A síndrome de burnout está listada na CID (Classificação Internacional de Doenças) como uma condição específica do contexto do trabalho. Mas o estresse crônico não gerenciado, que caracteriza o quadro, também ocorre em outras áreas da vida, inclusive a parental.

Cuidar de crianças é exaustivo, são muitas e novas demandas a todo tempo, com gestão complexa. Ao mesmo tempo, os pequenos dão sentido à vida dos pais, levando-os a querer desempenhar um bom papel como cuidadores.

Por essas questões, pesquisadores entendem que a parentalidade é capaz de produzir esgotamento, e o termo vindo do mercado de trabalho foi adotado recentemente.

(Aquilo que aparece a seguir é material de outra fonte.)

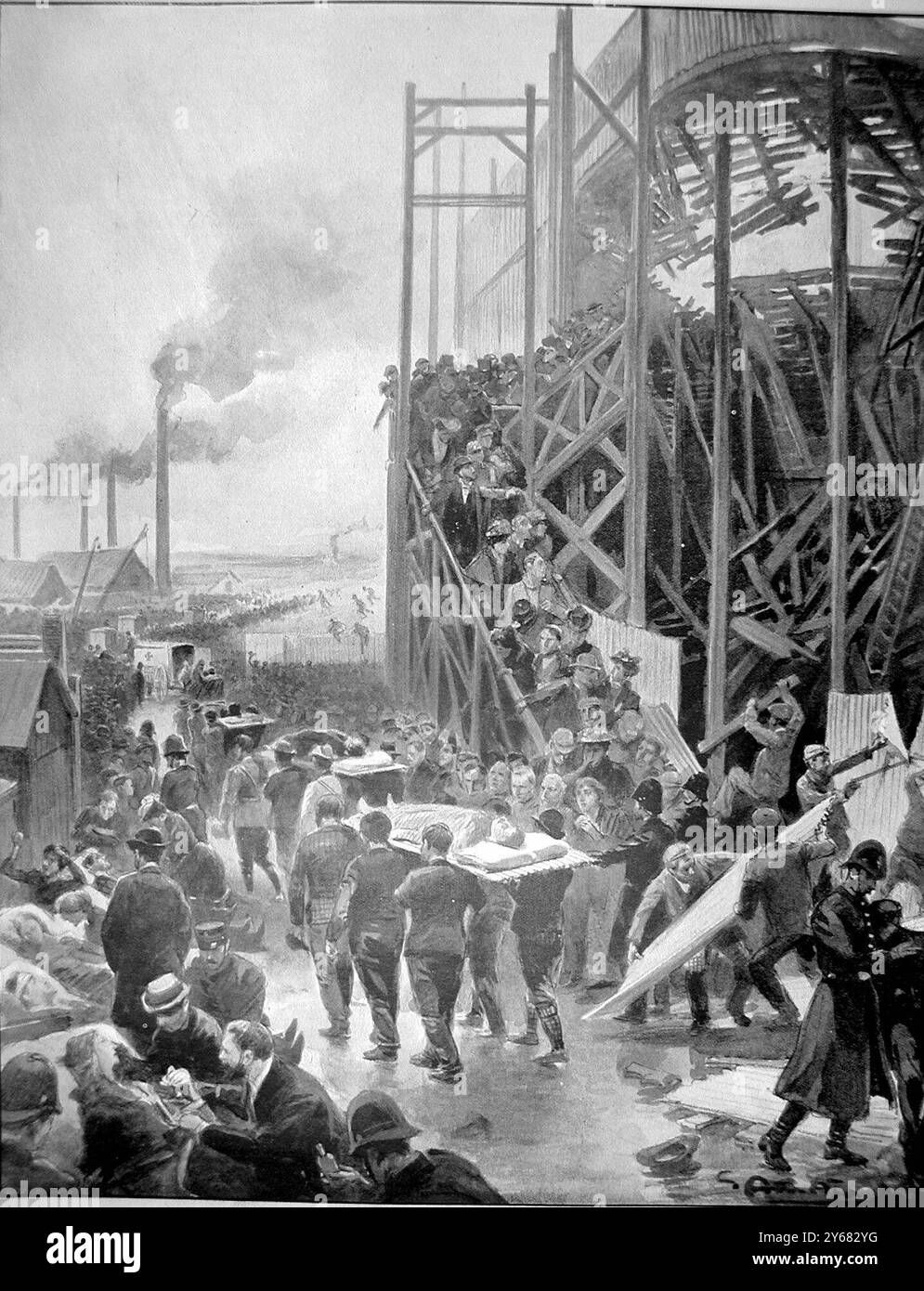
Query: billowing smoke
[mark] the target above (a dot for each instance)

Num primeiro momento, as duas formas de burnout têm características semelhantes, como sintomas físicos intensos e distúrbios do sono. Artigos que apresentam o conceito no âmbito parental falam em quatro dimensões da condição:

  • Exaustão no papel parental
  • Contraste com a figura parental anterior
  • Sentimentos de estar farto do papel parental
  • Distanciamento emocional dos filhos

São aspectos semelhantes ao burnout laboral, mas o esgotamento parental se difere pelo efeito significativo do comportamento de pais e mães em relação às crianças, com ações negligentes e até violentas.

A pedagoga e educadora parental Maya Eigenmann pondera que a agressividade não é intencional. “A pessoa com burnout não está nesse lugar porque foi fraca ou porque queira e esteja consciente de todas as questões estruturais”, diz.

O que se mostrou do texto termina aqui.